I didn’t post on Sunday. Although I’ve been taking lots of pictures, I’m separated from my preferred photo-editing software at the moment so a lot will have to wait. But yesterday I took this shot of the wonderful landscape of the Cirque de Mourèze in the Languedoc: wonderful columns of rock risking from a sandy floor. A cloudy day was not ideal for pictures, but it was better for walking there than fierce sunshine would have been.

Cirque de Mourèze

{ 4 comments }

1

Ingrid Robeyns 07.13.21 at 6:51 pm

I like the clouds in the composition! And this landscape brings back good memories.

2

Alan White 07.13.21 at 8:09 pm

Beautiful capture. Is that a path below or a dry stream bed? Even after zooming in I had some trouble with the scale of things.

3

Chris Bertram 07.14.21 at 7:43 am

The scale is indeed hard to capture! Some of the pillars rise high into the sky. In this case it is a path, but I wouldn’t bet on it remaining so in a deluge.

4

LFC 07.16.21 at 8:13 pm

Before this post, all I knew about the word cirque is that it’s a French word that I thought only meant “circus.”
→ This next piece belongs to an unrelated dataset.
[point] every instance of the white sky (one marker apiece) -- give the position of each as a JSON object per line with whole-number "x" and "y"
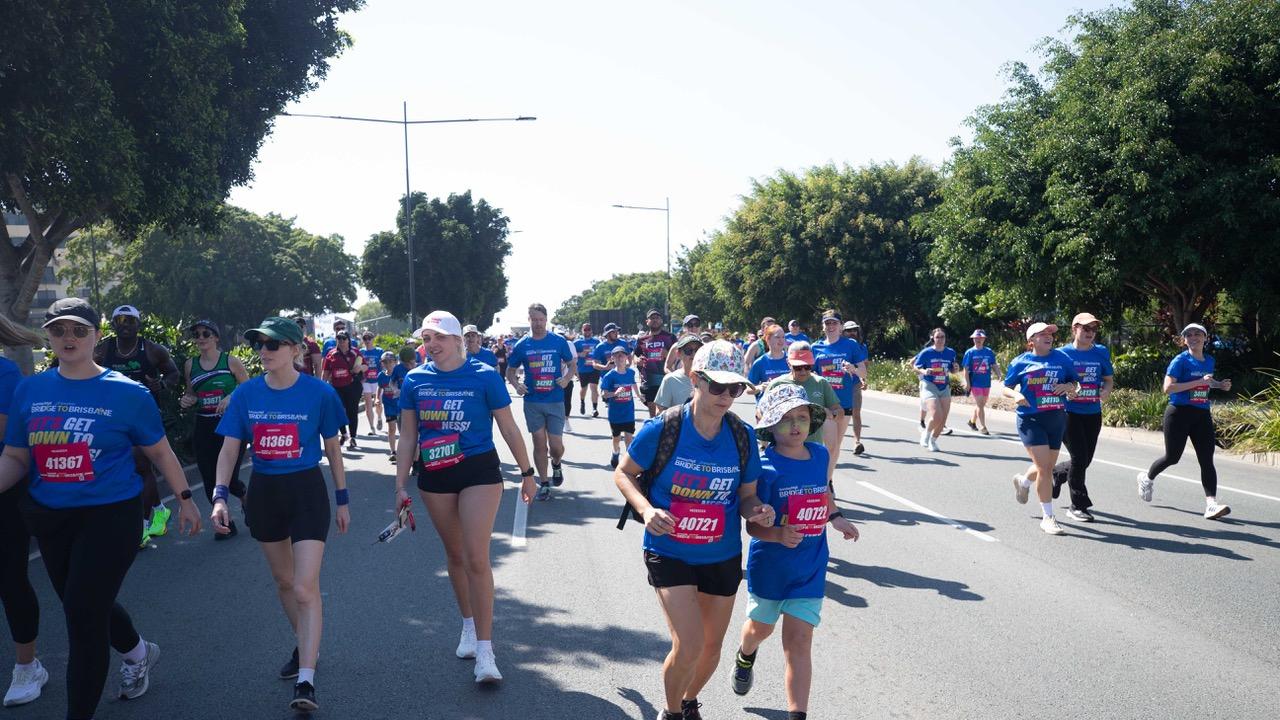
{"x": 635, "y": 103}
I wondered what this photo and the place name had to do with a circus, which led me to discover that cirque, in both English and French, has a particular meaning w.r.t. geology (roughly, amphitheater-like formations or depressions caused by glaciers and the resulting erosion). I was completely unaware that cirque is not only a French word but also an English word (taken over from the French, and of course pronounced differently in English) and that it has this geological meaning. (The moral, I guess, is that one is never too old to learn something new about one’s native language.)